Many studies confirm that regularly eating moderate amounts of soy-based food products can help decrease menopausal symptoms--supporting soy's value as a dietary approach to estrogen replacement. To decrease hot flushes, studies suggest that you may need one to four servings of soy-based foods per day, for a total of about 40 to 50 milligrams of soy isoflavones per day.

 

However, a note of caution: Even natural products are not risk-free, especially when taken in large amounts. Soy is high in phytates that interfere with absorption of other essential nutrients, such as zinc and calcium. Also, the hormonal activity of soy isoflavones may, like HRT, stimulate estrogen-mediated diseases such as breast and ovarian cancer and we do not know what impact that may have on risk of those diseases, especially in women with breast cancer or at a high risk for it. So don't go overboard: Shoot for several servings of soy a week, rather than multiple helpings each day.

 

Nutrition Tips for Incorporating Soy into your Diet

Favorite Product of the Month

 

Edamame is a specialty soybean harvested as a vegetable when the seeds are immature. As a snack, the pods are lightly cooked in salted, boiling water and then the seeds are pushed directly from the pods into the mouth with the fingers. As a vegetable, the beans are mixed into salads, stir-fried, or combined with mixed vegetables. Edamame has a slightly sweet, mild flavor and nutty texture and is highly nutritious. A ½ cup serving contains 11 grams of protein and 50 milligrams of isoflavones. Edamame is  also a good source of fiber, calcium, and B vitamins. Edamame can be found in the frozen section of most natural food stores packaged in the pod or shelled.

 

Recipe of the Month

 

Spicy Edamame Dip

This is a tasty variation of traditional hummus, and is very easy to make. Even your kids will love it!

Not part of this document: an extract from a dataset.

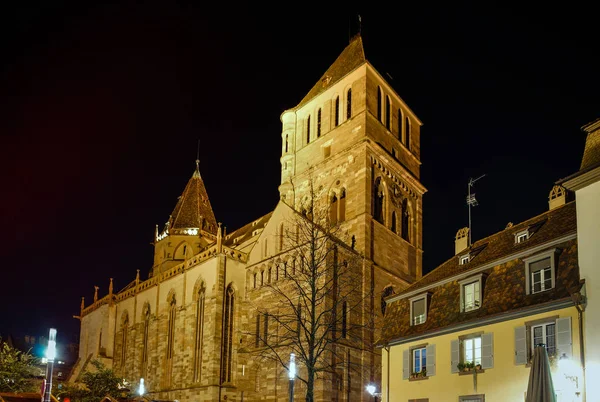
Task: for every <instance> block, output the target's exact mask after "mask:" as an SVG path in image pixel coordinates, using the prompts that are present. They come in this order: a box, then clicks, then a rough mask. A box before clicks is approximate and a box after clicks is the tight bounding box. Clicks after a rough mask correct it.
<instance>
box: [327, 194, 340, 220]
mask: <svg viewBox="0 0 600 402" xmlns="http://www.w3.org/2000/svg"><path fill="white" fill-rule="evenodd" d="M337 209H338V201H337V196H336V195H335V193H333V194H331V197H330V198H329V222H330V223H331V224H332V225H335V224H336V223H337Z"/></svg>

·         4 large garlic cloves, unpeeled

·         1 bag (16 oz) shelled Edamame beans

·         11/4 tsp salt

·         1/2 tsp ground coriander

·         1/2 tsp ground cayenne (optional)

·         1/4 tsp ground cumin

·         6 TB olive oil

·         1/4 cup fresh lime juice

·         1/4 cup chopped fresh parsley, plus a few sprigs for garnish

·         Fresh cut vegetables & pita wedges for dipping

1.      Roast the garlic in an ungreased skillet over medium heat, turning frequently until softened (they'll have dark splotches in spots), about 15 minutes. Cool and slip off the papery skins

2.      Boil the Edamame beans in salted water to cover until tender, about 5 minutes. Scoop off and reserve about 1 cup of the cooking water. Drain edamame and cool to room temperature.

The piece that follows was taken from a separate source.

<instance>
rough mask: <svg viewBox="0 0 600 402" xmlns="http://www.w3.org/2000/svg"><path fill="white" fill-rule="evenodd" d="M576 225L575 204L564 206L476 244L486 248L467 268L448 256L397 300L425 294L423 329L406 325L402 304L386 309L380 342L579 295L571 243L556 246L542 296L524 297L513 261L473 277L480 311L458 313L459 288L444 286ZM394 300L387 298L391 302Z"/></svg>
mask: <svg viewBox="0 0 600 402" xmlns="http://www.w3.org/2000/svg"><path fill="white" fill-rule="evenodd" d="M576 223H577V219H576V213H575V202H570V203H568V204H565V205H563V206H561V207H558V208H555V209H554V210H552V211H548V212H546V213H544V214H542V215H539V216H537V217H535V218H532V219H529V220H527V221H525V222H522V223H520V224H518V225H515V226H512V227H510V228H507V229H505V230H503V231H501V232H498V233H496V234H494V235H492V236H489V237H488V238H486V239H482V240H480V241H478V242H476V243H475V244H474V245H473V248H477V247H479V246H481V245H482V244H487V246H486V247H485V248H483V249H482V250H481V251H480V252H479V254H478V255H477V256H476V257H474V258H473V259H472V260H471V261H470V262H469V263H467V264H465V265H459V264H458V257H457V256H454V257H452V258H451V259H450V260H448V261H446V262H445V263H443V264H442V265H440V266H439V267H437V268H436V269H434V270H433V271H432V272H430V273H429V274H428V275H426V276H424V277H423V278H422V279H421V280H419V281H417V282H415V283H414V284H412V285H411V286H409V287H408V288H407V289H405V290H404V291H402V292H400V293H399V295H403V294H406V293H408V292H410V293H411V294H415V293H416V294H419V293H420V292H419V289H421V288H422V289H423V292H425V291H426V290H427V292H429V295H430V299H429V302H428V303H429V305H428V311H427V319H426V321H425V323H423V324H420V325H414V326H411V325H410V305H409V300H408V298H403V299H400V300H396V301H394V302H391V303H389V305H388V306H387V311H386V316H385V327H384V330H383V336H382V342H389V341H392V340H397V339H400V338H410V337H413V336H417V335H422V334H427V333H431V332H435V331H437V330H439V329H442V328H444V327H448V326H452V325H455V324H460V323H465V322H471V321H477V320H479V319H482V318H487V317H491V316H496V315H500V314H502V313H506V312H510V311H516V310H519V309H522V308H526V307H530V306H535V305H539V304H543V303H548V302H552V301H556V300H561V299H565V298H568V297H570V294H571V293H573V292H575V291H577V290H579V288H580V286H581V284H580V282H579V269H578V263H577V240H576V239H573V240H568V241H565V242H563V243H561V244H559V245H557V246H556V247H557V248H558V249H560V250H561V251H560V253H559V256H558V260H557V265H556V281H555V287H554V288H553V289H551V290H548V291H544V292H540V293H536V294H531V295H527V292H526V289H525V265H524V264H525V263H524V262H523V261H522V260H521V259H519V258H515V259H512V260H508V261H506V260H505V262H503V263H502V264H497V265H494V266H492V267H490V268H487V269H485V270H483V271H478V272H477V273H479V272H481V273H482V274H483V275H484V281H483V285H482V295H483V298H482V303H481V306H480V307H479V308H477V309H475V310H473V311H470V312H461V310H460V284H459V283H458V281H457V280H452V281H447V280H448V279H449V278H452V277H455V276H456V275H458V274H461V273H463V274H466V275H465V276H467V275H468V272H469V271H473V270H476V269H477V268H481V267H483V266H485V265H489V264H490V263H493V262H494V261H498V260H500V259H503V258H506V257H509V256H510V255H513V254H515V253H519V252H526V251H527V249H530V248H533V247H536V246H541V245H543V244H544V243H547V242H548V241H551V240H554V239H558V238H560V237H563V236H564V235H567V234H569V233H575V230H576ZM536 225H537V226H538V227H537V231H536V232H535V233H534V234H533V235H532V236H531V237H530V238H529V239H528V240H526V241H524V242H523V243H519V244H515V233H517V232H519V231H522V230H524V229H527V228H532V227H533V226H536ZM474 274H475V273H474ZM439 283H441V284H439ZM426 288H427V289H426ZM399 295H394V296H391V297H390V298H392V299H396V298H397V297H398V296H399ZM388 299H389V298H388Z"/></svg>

3.      Drop the peeled garlic into a blender or food processor with the motor running to coarsely chop it. Add the drained edamame, salt and spices. Process, adding 1/2 to 3/4 cup of the cooking water until a smooth purée. Add the oil, lime juice and parsley. Pulse to combine.

4.      Spoon into a serving dish. Decorate with parsley sprigs. Serve at room temperature with cut vegetables and pita wedges for dipping.